Inclusion and exclusion criteria

We included all studies of influenza A(H1N1)pdm09 which report bacterial infections (any sterile site) in influenza A(H1N1)pdm09 cases. Studies including only specific at-risk populations such as transplant or oncology patients or pregnant women were excluded. We included published English language papers of observational studies reporting on ≥10 influenza A(H1N1)pdm09 patients. Case reports and small case series of < 10 patients were also excluded.

Included cases were either fatal or hospitalised cases of confirmed or probable influenza A(H1N1)pdm09 confirmed by PCR or culture. Probable cases (13/75 studies) included those with positive influenza A serology during 2009–2010, but not testing of subtype.

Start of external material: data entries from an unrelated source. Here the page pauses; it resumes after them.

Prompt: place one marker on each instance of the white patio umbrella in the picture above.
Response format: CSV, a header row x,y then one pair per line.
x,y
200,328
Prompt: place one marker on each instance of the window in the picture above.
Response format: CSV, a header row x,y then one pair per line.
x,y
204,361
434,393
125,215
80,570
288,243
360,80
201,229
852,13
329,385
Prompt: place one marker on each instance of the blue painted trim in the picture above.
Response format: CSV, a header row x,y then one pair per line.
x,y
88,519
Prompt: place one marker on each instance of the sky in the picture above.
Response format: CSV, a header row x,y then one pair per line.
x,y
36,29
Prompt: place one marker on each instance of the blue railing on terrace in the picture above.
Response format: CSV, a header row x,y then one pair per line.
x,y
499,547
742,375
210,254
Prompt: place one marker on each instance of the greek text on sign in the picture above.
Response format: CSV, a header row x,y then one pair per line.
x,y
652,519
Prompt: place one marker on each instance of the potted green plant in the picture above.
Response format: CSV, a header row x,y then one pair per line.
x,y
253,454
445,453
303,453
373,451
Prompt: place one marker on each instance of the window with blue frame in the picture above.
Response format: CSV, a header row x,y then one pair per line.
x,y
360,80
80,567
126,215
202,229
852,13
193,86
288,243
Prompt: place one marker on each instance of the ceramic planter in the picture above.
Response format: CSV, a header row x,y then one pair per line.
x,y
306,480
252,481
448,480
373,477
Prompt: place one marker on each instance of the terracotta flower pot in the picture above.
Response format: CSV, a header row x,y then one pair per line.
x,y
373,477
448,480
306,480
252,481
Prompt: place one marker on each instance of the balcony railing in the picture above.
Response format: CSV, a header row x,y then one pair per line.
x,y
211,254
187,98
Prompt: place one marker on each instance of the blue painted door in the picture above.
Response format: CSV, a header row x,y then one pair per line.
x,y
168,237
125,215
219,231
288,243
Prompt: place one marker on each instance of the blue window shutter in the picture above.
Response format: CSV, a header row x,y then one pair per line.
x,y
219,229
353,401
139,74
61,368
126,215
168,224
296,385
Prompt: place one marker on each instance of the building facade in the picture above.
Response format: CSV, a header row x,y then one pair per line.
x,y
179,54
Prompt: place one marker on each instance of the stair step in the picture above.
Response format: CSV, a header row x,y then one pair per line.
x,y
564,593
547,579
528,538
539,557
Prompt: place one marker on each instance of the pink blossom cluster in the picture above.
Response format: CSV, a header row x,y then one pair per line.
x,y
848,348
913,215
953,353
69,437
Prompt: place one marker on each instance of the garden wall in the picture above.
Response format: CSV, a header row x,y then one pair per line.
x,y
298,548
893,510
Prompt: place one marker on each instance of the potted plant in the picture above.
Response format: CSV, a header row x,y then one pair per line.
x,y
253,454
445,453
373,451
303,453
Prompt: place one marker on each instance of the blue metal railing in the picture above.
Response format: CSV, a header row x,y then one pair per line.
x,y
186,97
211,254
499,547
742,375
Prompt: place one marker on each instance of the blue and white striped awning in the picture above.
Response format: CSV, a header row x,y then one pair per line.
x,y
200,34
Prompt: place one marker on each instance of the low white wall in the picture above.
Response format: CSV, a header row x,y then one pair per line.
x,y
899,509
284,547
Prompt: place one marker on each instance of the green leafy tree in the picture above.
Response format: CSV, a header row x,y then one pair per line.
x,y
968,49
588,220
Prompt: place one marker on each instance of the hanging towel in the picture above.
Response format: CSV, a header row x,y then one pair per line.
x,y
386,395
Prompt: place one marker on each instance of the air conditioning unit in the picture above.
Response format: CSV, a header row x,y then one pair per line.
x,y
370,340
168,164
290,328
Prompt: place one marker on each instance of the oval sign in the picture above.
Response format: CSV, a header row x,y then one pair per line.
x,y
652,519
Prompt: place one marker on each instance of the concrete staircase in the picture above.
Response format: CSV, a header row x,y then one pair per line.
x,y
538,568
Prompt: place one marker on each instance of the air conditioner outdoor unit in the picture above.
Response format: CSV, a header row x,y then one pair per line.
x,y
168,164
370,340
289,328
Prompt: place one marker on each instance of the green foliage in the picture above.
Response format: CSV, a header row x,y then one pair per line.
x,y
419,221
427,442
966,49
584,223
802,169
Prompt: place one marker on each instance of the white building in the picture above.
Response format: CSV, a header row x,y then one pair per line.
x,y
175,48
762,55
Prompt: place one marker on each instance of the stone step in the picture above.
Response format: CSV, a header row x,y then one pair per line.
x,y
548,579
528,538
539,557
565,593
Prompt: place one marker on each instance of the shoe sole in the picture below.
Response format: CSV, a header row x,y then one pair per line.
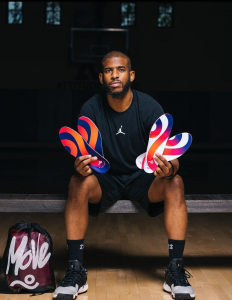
x,y
82,290
167,289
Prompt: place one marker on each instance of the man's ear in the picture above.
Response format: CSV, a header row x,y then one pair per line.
x,y
132,76
101,78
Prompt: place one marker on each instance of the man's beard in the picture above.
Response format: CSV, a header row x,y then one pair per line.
x,y
125,88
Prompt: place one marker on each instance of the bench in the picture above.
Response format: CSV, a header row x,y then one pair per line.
x,y
55,203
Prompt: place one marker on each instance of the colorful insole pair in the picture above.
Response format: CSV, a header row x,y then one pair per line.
x,y
88,142
158,142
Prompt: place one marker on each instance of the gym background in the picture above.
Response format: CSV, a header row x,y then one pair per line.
x,y
185,66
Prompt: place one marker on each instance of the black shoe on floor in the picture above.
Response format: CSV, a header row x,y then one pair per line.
x,y
73,283
176,281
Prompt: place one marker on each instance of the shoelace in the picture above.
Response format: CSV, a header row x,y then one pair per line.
x,y
181,276
71,276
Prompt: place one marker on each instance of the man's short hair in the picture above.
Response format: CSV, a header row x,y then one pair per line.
x,y
117,54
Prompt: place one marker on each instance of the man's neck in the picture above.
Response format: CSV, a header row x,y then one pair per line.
x,y
120,104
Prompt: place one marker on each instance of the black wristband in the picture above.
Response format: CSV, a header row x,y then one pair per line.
x,y
174,171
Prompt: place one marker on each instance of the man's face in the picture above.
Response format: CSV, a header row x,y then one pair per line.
x,y
116,78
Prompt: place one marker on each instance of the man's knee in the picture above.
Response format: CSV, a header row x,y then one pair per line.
x,y
80,185
175,185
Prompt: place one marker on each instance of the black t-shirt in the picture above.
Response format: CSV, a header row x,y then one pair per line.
x,y
124,134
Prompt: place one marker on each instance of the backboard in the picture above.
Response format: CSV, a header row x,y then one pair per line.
x,y
90,45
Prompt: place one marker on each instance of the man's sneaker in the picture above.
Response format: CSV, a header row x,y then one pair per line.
x,y
73,283
176,281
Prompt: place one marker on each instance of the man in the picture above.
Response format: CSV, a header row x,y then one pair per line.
x,y
124,118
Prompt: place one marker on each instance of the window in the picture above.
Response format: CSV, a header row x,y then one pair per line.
x,y
15,12
165,14
128,14
53,11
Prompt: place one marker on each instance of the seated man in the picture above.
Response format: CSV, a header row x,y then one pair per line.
x,y
124,118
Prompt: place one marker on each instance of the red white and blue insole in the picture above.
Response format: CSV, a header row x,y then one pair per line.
x,y
89,131
158,137
175,147
76,145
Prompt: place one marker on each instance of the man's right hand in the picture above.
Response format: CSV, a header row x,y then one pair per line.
x,y
81,164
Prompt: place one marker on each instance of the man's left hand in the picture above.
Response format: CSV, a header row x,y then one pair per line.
x,y
164,167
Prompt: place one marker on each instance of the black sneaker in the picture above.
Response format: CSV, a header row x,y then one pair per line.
x,y
73,283
176,281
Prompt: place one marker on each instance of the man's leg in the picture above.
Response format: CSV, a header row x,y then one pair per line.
x,y
175,209
171,191
81,191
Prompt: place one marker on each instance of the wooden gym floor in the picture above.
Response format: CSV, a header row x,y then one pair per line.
x,y
126,254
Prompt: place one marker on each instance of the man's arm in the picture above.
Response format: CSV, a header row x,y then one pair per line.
x,y
165,168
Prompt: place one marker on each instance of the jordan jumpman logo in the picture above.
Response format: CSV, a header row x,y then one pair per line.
x,y
120,130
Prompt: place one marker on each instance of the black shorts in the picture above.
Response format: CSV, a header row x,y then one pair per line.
x,y
132,187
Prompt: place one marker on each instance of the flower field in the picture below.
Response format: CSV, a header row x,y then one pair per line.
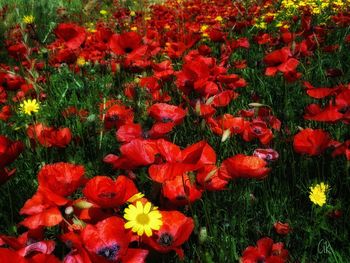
x,y
174,131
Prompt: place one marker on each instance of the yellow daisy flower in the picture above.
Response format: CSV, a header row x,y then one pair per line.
x,y
318,194
142,218
29,106
28,19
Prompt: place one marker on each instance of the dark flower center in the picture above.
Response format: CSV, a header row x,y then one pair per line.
x,y
110,252
257,131
166,120
344,109
165,240
127,49
180,197
145,134
108,195
113,118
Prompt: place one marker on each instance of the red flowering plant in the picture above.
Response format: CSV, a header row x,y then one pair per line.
x,y
265,251
9,151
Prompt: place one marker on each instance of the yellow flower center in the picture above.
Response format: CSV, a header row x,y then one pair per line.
x,y
142,219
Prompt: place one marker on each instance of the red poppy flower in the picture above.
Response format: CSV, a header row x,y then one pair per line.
x,y
125,43
208,178
71,34
328,114
106,193
108,241
136,153
6,174
311,142
11,81
10,256
282,228
180,190
265,251
118,115
224,98
43,258
29,244
266,154
3,95
160,129
61,179
280,60
5,113
129,132
257,129
318,93
47,218
9,150
244,166
175,231
171,153
49,136
343,148
163,112
78,253
55,181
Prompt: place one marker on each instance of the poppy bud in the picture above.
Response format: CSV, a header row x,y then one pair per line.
x,y
69,210
203,235
282,228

However, studies which included a mixed cohort of influenza A(H1N1)pdm09 and other laboratory-confirmed influenza strains or influenza negative cases were only included if clinical outcomes could be distinguished between influenza A(H1N1)pdm09 and other confirmed strains. We excluded studies which described ambulatory influenza A(H1N1)pdm09 cases, including notifications, clinic visits or Emergency Department visits with no sub-group analysis in which hospital admission or death of patients was described.

For included studies, the definition of co-infection was broad and included any study reporting either pulmonary infection or site unspecified with or without data on bacterial type tested, or specimen tested, including those reporting negative findings. We excluded studies reporting suspected bacterial pneumonia on the basis of clinical findings alone and studies which tested specimens for presence of co-infection with respiratory viruses only. Studies reporting contamination of endotracheal tubes only and those in which patients were recruited on the basis of bacterial infection were excluded if no data on other results were reported. We present the number of cases of reported pneumonia and those requiring mechanical ventilation as per the investigators definition.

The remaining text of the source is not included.